Great Britain mourns the loss of its monarch. Queen Elizabeth II died yesterday, Thursday. For 70 years she led the British people. Her death marks the end of an era. This is how the British press bids farewell to the Queen.
A young princess beams at readers from the front page of the Daily Mail. The picture is from 1952, before she was Queen Elizabeth II. Below it reads: "Our hearts are broken". Columnist Sarah Vine wrote about the regent's death in the newspaper: "Our grief consists of a hundred different feelings, all of which are difficult to grasp."
The Daily Telegraph puts a classic black and white portrait on its cover in tribute to Elizabeth II. Alongside it was a phrase from the Queen's condolences to the families of the 9/11 victims: "Grief is the price we pay for love." US President Joe Biden had previously referred to this sentence in his appreciation.

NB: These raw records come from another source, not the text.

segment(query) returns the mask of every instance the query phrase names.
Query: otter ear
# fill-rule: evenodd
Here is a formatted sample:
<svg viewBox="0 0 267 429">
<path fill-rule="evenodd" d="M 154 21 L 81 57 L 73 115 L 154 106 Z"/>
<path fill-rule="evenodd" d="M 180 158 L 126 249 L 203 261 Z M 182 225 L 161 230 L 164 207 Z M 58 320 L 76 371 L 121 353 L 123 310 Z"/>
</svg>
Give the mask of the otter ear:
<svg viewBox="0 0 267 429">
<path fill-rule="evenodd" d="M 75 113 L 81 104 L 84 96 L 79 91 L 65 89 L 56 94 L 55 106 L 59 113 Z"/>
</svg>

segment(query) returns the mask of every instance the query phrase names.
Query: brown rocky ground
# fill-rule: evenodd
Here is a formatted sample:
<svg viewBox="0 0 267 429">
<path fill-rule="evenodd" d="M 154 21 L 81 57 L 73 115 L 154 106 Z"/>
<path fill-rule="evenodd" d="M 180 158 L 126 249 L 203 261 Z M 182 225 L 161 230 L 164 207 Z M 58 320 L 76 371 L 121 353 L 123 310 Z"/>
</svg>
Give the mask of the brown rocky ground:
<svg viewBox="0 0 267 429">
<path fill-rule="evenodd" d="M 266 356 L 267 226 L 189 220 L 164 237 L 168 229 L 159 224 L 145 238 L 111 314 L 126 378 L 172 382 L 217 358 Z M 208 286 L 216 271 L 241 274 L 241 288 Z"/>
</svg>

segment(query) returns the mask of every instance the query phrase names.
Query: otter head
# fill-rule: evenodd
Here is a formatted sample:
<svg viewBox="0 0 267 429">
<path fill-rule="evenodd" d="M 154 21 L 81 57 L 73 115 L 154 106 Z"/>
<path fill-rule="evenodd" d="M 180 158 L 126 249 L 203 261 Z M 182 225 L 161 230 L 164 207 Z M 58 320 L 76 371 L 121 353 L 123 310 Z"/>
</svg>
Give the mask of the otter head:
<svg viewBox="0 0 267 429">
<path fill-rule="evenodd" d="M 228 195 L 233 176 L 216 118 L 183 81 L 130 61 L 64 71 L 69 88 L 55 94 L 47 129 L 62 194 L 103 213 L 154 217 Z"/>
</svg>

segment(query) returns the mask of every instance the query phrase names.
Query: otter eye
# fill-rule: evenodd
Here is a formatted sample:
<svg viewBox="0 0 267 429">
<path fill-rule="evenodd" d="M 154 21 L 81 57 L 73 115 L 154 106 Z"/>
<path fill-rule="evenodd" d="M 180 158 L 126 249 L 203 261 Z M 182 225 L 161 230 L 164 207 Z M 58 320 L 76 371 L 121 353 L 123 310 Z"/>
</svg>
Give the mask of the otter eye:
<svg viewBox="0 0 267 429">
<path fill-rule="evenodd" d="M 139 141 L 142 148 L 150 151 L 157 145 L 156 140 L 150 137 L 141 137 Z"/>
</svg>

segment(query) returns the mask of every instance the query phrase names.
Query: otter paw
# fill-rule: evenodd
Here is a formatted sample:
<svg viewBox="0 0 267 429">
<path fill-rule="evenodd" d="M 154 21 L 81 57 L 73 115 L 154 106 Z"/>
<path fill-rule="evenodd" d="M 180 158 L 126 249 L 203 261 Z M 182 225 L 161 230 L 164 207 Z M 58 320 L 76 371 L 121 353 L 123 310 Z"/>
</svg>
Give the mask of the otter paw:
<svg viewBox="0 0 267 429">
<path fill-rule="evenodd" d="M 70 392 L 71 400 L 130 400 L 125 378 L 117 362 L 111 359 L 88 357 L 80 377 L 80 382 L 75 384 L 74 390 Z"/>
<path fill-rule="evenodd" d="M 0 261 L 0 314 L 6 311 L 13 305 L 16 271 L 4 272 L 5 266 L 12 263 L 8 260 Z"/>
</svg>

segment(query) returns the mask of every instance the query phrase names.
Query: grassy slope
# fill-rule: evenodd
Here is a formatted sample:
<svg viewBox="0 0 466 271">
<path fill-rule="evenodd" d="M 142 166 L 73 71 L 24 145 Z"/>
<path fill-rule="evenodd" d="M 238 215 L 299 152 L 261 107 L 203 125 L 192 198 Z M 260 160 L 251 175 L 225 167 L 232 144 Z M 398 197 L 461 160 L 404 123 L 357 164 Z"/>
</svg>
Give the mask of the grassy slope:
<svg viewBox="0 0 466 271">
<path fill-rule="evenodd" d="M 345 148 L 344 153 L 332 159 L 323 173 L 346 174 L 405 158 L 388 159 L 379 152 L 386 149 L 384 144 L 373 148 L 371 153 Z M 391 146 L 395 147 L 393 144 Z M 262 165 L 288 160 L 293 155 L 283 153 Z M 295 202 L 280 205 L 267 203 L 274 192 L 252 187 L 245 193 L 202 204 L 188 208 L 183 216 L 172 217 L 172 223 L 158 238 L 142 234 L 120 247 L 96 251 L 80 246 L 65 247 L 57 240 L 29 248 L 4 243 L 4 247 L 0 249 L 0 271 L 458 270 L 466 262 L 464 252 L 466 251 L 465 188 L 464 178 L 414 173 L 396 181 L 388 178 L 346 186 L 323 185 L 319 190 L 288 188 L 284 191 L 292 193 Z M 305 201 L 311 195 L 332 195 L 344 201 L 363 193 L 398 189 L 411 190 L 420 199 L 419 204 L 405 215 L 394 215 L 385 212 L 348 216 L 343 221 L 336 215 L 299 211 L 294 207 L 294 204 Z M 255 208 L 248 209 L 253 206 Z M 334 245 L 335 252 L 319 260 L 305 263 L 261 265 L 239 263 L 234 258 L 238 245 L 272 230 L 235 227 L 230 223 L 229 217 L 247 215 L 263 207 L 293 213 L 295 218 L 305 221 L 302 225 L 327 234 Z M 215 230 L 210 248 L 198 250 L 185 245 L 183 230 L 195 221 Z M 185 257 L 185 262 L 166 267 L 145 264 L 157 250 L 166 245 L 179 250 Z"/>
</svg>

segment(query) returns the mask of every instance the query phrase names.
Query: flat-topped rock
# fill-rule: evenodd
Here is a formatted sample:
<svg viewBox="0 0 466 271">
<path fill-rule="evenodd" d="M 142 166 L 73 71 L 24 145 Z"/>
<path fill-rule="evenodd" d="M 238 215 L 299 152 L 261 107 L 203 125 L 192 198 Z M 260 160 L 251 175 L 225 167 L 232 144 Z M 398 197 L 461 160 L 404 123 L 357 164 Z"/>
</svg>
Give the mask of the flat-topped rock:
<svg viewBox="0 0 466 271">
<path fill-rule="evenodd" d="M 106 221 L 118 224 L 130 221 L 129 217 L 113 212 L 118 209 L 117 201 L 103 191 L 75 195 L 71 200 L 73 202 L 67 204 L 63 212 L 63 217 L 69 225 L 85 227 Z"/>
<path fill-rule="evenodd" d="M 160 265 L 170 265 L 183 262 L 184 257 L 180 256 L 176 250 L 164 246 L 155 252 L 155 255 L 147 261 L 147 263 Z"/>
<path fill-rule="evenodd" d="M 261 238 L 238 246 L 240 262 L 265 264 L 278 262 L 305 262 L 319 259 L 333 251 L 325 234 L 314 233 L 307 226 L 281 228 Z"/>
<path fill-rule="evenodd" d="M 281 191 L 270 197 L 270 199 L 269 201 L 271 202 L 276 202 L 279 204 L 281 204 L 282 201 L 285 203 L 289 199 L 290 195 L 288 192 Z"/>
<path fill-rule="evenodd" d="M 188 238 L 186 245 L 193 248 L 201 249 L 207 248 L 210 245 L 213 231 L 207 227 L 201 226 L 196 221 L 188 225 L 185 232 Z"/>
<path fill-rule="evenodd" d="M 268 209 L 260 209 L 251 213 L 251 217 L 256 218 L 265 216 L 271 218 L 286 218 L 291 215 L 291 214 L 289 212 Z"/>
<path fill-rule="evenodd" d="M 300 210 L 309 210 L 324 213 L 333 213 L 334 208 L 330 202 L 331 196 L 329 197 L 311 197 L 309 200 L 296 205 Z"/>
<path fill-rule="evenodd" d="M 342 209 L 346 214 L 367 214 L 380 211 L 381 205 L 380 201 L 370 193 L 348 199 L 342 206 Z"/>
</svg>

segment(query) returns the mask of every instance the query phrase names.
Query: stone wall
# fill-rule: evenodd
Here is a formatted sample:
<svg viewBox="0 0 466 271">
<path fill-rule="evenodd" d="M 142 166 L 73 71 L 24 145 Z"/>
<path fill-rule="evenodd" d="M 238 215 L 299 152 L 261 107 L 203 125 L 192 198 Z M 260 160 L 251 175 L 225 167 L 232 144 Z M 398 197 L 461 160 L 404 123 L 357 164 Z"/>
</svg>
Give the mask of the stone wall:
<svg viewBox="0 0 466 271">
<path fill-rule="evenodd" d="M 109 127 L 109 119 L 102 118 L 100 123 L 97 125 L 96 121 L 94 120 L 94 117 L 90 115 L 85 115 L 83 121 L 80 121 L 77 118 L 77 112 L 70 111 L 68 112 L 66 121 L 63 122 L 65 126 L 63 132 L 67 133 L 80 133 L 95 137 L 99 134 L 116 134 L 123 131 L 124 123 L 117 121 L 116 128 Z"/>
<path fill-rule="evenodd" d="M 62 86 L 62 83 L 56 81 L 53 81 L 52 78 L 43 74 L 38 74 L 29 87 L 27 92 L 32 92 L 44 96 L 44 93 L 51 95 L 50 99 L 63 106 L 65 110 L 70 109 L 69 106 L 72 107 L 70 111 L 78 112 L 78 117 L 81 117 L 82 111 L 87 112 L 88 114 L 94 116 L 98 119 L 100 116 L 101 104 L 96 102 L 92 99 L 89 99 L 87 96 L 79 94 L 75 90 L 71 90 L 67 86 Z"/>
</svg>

The Sun also chose this portrait of the Queen. Next to it, in large letters, reads, "We loved you ma'am." And further: "We are proud that you were our queen." The current issue pays tribute to the monarch on 36 pages.
The Times pays tribute to the late Queen Elizabeth II with a picture from the day of her coronation in 1953, along with the words: "A life of service." A quote from the monarch can be found on the back of the sheet. It comes from the Queen's first televised Christmas speech. That was in 1957. She is quoted as saying, "I cannot lead you into battle. I cannot legislate or adjudicate you, but I can do something else: I can give you my heart and devotion to all these ancient islands and for all the peoples of our brotherhood of nations."
In addition to The Times, various other newspapers such as The Guardian also chose this powerful image, which symbolizes the beginning of Queen Elizabeth II's reign. The Daily Star wrote: "You have done your duty ma'am." The picture was taken by Sir Cecil Beaton.
The Daily Mirror's selection of images is less nostalgic. You can see a more recent photo that shows the Queen in profile. The newspaper says goodbye with a simple: "Thank you very much".